Andrew Bird: My Finest Work Yet

Andrew Bird: My Finest Work Yet

Andrew Bird ist auf dem kreativen Höhepunkt seines Schaffens angekommen

Drei Jahre nach „Are You Serious“ veröffentlicht Andrew Bird sein neues, nunmehr 15. Studioalbum „My Finest Work Yet“. Der Chicagoer Songwriter, der mit vier Jahren das Geigenspiel zu erlernen begann, zeigte sich in den vergangenen Jahren auch außerhalb der Musikbranche als umtriebiger Künstler. So erschuf Andrew Bird gemeinsam mit dem Erfinder und Bildhauer Ian Schneller die Klanginstellation „Sonic Arboretum“, die im New Yorker Guggenheim Museum, im Institute Of Contemporary Art in Boston sowie im Museum Of Contemporary Art in Chicago zu sehen und zu hören war, und drehte unter dem Titel „Echolocations“ einige Kurzfilme an besonders klingenden Orten wie einem Canyon in Utah, einem alten Meeresbunker und in einem Aquädukt in Lissabon.

Die Magie des Andrew Bird

Andrew Bird My Finest Work Yet Cover Loma Vista-Conord

„My Finest Work Yet“, von Paul Butler in den Barefoot Recordings in Los Angeles aufgenommen und produziert, spielte Bird mit seiner Band live ein. Und wie immer klingt auch seine Musik besonders, ganz ohne Installationen.
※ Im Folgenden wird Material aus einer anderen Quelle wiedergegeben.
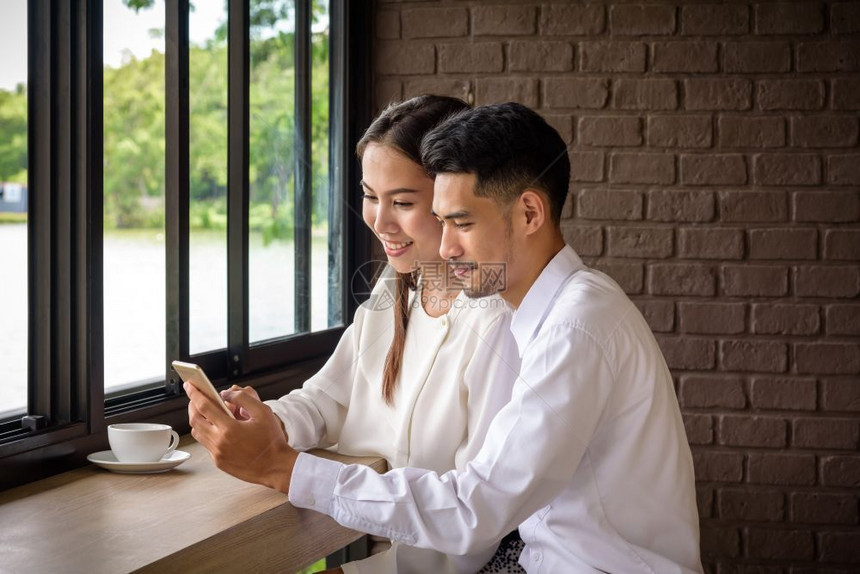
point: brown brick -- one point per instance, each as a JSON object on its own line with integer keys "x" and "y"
{"x": 588, "y": 93}
{"x": 785, "y": 319}
{"x": 712, "y": 318}
{"x": 510, "y": 20}
{"x": 787, "y": 169}
{"x": 828, "y": 56}
{"x": 844, "y": 169}
{"x": 821, "y": 433}
{"x": 826, "y": 281}
{"x": 823, "y": 508}
{"x": 641, "y": 20}
{"x": 650, "y": 168}
{"x": 681, "y": 279}
{"x": 755, "y": 281}
{"x": 782, "y": 469}
{"x": 824, "y": 206}
{"x": 756, "y": 57}
{"x": 840, "y": 395}
{"x": 610, "y": 131}
{"x": 612, "y": 56}
{"x": 843, "y": 319}
{"x": 722, "y": 169}
{"x": 824, "y": 131}
{"x": 782, "y": 393}
{"x": 714, "y": 19}
{"x": 705, "y": 501}
{"x": 827, "y": 358}
{"x": 754, "y": 356}
{"x": 746, "y": 131}
{"x": 708, "y": 243}
{"x": 680, "y": 206}
{"x": 525, "y": 56}
{"x": 686, "y": 57}
{"x": 572, "y": 20}
{"x": 437, "y": 86}
{"x": 718, "y": 466}
{"x": 699, "y": 429}
{"x": 587, "y": 240}
{"x": 718, "y": 94}
{"x": 789, "y": 18}
{"x": 388, "y": 25}
{"x": 660, "y": 315}
{"x": 790, "y": 94}
{"x": 650, "y": 94}
{"x": 688, "y": 354}
{"x": 711, "y": 391}
{"x": 749, "y": 206}
{"x": 386, "y": 92}
{"x": 783, "y": 243}
{"x": 780, "y": 544}
{"x": 402, "y": 58}
{"x": 586, "y": 166}
{"x": 562, "y": 123}
{"x": 842, "y": 244}
{"x": 630, "y": 276}
{"x": 840, "y": 471}
{"x": 506, "y": 89}
{"x": 751, "y": 505}
{"x": 680, "y": 131}
{"x": 845, "y": 18}
{"x": 846, "y": 94}
{"x": 470, "y": 58}
{"x": 839, "y": 547}
{"x": 644, "y": 242}
{"x": 434, "y": 22}
{"x": 720, "y": 542}
{"x": 610, "y": 204}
Mit seinem charismatischen Pfeifen bei „Sisyphus“ eröffnet Andrew Bird den musikalischen Reigen, und man fragt sich unwillkürlich, wieso dieser Track – bei Sunds & Books bereits als Song des Tages vorgestellt – nicht landauf und landab aus allen Boxen erschallt. Die verträumten „Nananana“-Passagen, das scheppernde Schlagzeug, das elegante Pianospiel und Birds wehmütige Stimme machen diesen munteren Aufgalopp zu einer Einladung par excellence, um in die Magie dieses herausragenden Songwriters einzutauchen. Klassisches Seventies-Songwriting mit Indie-Charme.

Zeitlose Songwriter-Kunst

Noch besser wird es im anschließenden „Bloodless“ – von Bird direkt nach der US-Wahl 2016 geschrieben – ein über sechs Minuten langer, düster mäandernder Schleicher, der zwar Jazz und Soul beleiht, aber edler Songwriter-Pop bleibt, auf den auch Father John Misty stolz wäre und in dem Birds markantes Violinenspiel in vollen Zügen zum Tragen kommt. „Olympians“ gehört eben dort hin, auf den Olymp. Vergleichsweise opulent und bombastisch geht es im Chorus zu, Bird verirrt sich im Stadionrock und es passt. „My Finest Work Yet“ ist gespickt mit Highlights. Das barmend-melancholische „Cracking Codes“, das anmutige, legere und zeitlose „Manifest“, das zu Elton John der 70er schielt und wiederum bei Father John Misty landet, und das majestätische „Bellevue Bridge Club“ am Ende des Albums sind nur drei weitere von zehn ziemlich genialen neuen Songs. Ach, schönere Popmusik kann man kaum komponieren. Andrew Bird ist mit „My Finest Work Yet“ auf seinem kreativen Höhepunkt angekommen und macht die Welt zu einem besseren Ort.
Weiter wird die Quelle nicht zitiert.